Note
To run this notebook in JupyterLab, load examples/ex1_1.ipynb
Leveraging the kglab
abstraction layer¶
Now let's try the previous examples – i.e., building a simple recipe KG – again, but this time using the kglab
library to make things a wee bit easier...
import kglab
namespaces = {
"wtm": "http://purl.org/heals/food/",
"ind": "http://purl.org/heals/ingredient/",
}
kg = kglab.KnowledgeGraph(
name = "A recipe KG example based on Food.com",
namespaces = namespaces,
)
Once we have the kg
object instantiated, we can use its short-cuts for the food-related vocabularies.
Then construct the graph from a sequence of RDF statements:
import rdflib
node = rdflib.URIRef("https://www.food.com/recipe/327593")
kg.add(node, kg.get_ns("rdf").type, kg.get_ns("wtm").Recipe)
kg.add(node, kg.get_ns("wtm").hasCookTime, rdflib.Literal("PT8M", datatype=kg.get_ns("xsd").duration))
kg.add(node, kg.get_ns("wtm").hasIngredient, kg.get_ns("ind").ChickenEgg)
kg.add(node, kg.get_ns("wtm").hasIngredient, kg.get_ns("ind").CowMilk)
kg.add(node, kg.get_ns("wtm").hasIngredient, kg.get_ns("ind").WholeWheatFlour)
Iterating through these statements shows their full URLs:
for s, p, o in kg.rdf_graph():
print(s, p, o)
https://www.food.com/recipe/327593 http://purl.org/heals/food/hasIngredient http://purl.org/heals/ingredient/CowMilk
https://www.food.com/recipe/327593 http://purl.org/heals/food/hasCookTime PT8M
https://www.food.com/recipe/327593 http://purl.org/heals/food/hasIngredient http://purl.org/heals/ingredient/WholeWheatFlour
https://www.food.com/recipe/327593 http://purl.org/heals/food/hasIngredient http://purl.org/heals/ingredient/ChickenEgg
https://www.food.com/recipe/327593 http://www.w3.org/1999/02/22-rdf-syntax-ns#type http://purl.org/heals/food/Recipe
As an alternative way to examine these statements, we can serialize the graph to a string – in this case also using Turtle format:
s = kg.save_rdf_text(format="ttl")
print(s)
@prefix ind: <http://purl.org/heals/ingredient/> .
@prefix wtm: <http://purl.org/heals/food/> .
@prefix xsd: <http://www.w3.org/2001/XMLSchema#> .
<https://www.food.com/recipe/327593> a wtm:Recipe ;
wtm:hasCookTime "PT8M"^^xsd:duration ;
wtm:hasIngredient ind:ChickenEgg,
ind:CowMilk,
ind:WholeWheatFlour .
Overall, with the kglab
library the KG serialization to multiple formats (Turtle, XML, JSON-LD, etc.) becomes much simpler:
kg.save_rdf("tmp.ttl")
kg.save_rdf("tmp.xml", format="xml")
kg.save_jsonld("tmp.jsonld")
Try opening these files to confirm their serialized contents.
Next, we'll use the Parquet format for columnar storage.
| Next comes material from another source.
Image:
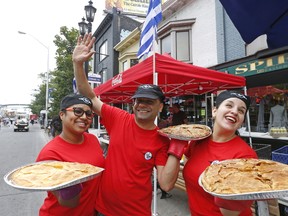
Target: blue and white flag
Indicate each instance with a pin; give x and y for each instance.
(149, 30)
(75, 90)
Use of this technology has been especially effective for Big Data frameworks handling data management and analytics efficiently. It's simple to partitioned into multiple files (e.g., for distributed processing per partition) and the columns can be selectively decompressed on file reads (e.g., for predicate pushdown optimizations).
kg.save_parquet("tmp.parquet")
Let's compare the relative files sizes for these formats:
import pandas as pd
import os
file_paths = ["tmp.jsonld", "tmp.ttl", "tmp.xml", "tmp.parquet"]
file_sizes = [os.path.getsize(file_path) for file_path in file_paths]
df = pd.DataFrame({"file_path": file_paths, "file_size": file_sizes})
df
file_path | file_size | |
---|---|---|
0 | tmp.jsonld | 860 |
1 | tmp.ttl | 333 |
2 | tmp.xml | 671 |
3 | tmp.parquet | 3724 |
Parquet uses compression based on a "dictionary" approach, so it added overhead for small files such as this KG. We'll revisit this comparison across file formats again with a larger KG.
Exercises¶
Exercise 1:
Using the kglab
library, extend the graph by adding another recipe, such as German Egg Pancakes https://www.food.com/recipe/406738 then serialize out to the three file formats again.
How do the relative file sizes compare as the size of the graph grows?